When enough number of the above criteria is met, a clinician makes a diagnosis of PTSD.

We clinicians and researchers use the above criteria for consistency in research. We want to be sure that what we call PTSD across different studies passes the threshold of a certain severity and diversity of symptoms.

However, effects of trauma may not reach the “diagnostic threshold” for PTSD, but can still be very stressing. A traumatized person who has frequent nightmares and flashbacks and avoids leaving their house out of fear, is seriously stressed even though they may not meet the required number of “negative symptoms” per the diagnostic manual. From a clinical perspective, we still address their symptoms and treat them. In other words, what matters in clinical practice is helping with the symptoms that are distressing and cause dysfunction.

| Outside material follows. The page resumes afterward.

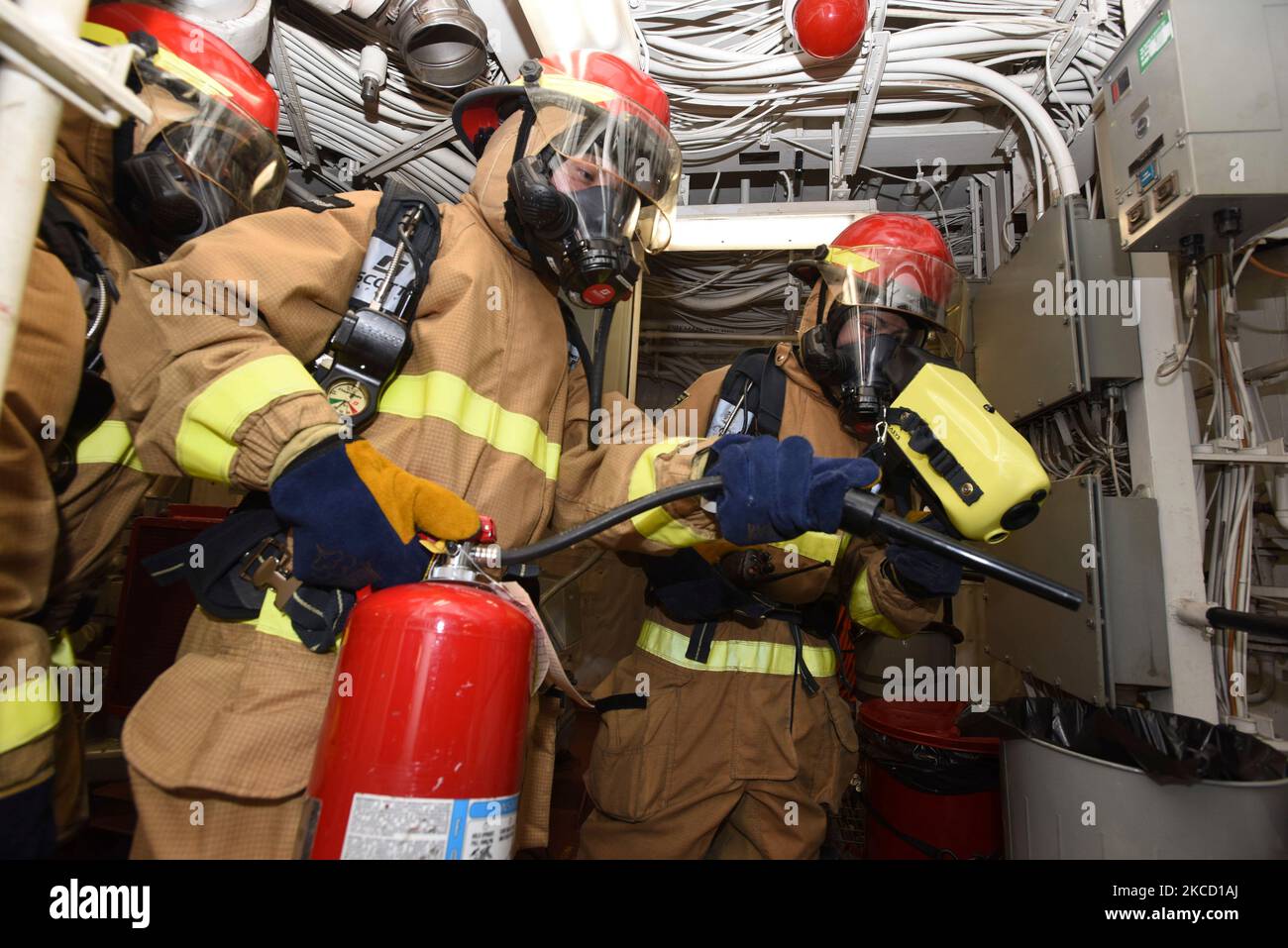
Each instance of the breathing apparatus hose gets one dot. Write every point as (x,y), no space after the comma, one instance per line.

What do brain scans tell us about PTSD?

Although we do not use brain scans to diagnose PTSD in the clinic, we use them to understand what happens in the PTSD brain. There is abundant evidence for changes in the structure and function of different areas of brain involved in fear response and anxiety, regulation of emotions, cognitive processing and memory. For example, there is consistent evidence for reduced volume in the brain region called the hippocampus, which is involved in memory and context processing. This leads to difficulties differentiating cues that resemble trauma, such as the slamming of a door, from the trauma cue itself, such as a gunshot.

Abnormalities of the hippocampus also lead to impairments of differentiating a safe context from the context in which trauma happened. For example, this could be a fear response to road kill in Ann Arbor, Michigan, which may resemble an improvised explosive device (IED) in Iraq. We also know from fMRI research, the part of the brain called the amygdala, which is involved in fear response, shows larger activation in response to viewing or memory of trauma reminders, or viewing of negative facial affect. These findings are valid in studies averaging data across brain scans of dozens of people. They are not useful in a one-person diagnosis.

To summarize, brain imaging has been a very useful tool in understanding the aberrations in structure and function of a PTSD brain, but it does not diagnose the condition.

How to treat PTSD?

Treatment mostly involves psychotherapy and medications, mostly antidepressants. Psychotherapy helps to detach traumatic memories from the severe emotional response, changing the thoughts that lead to distress and avoidance, and helping the person get back to adaptive ways of coping with life. There is also evidence that psychotherapies like cognitive and behavioral therapy can help reverse negative changes in brain function and structure.

Our team at Wayne State has been using body-based mindful methods of yoga and dance therapies for helping traumatized refugees, which have been showing positive effects. We, however, need more evidence from larger groups to comfortably offer these body-based methods as established treatment.

Medications mostly include antidepressants, which help in reducing the high level of emotional arousal, allowing the person to more effectively use their cognitive and rational brain in dealing with stressful conditions. Benzodiazepines, including Xanax, are not recommended for treating PTSD.

Finally, lifestyle changes and physical activity are as important in addressing PTSD and other fear- and anxiety-related disorders.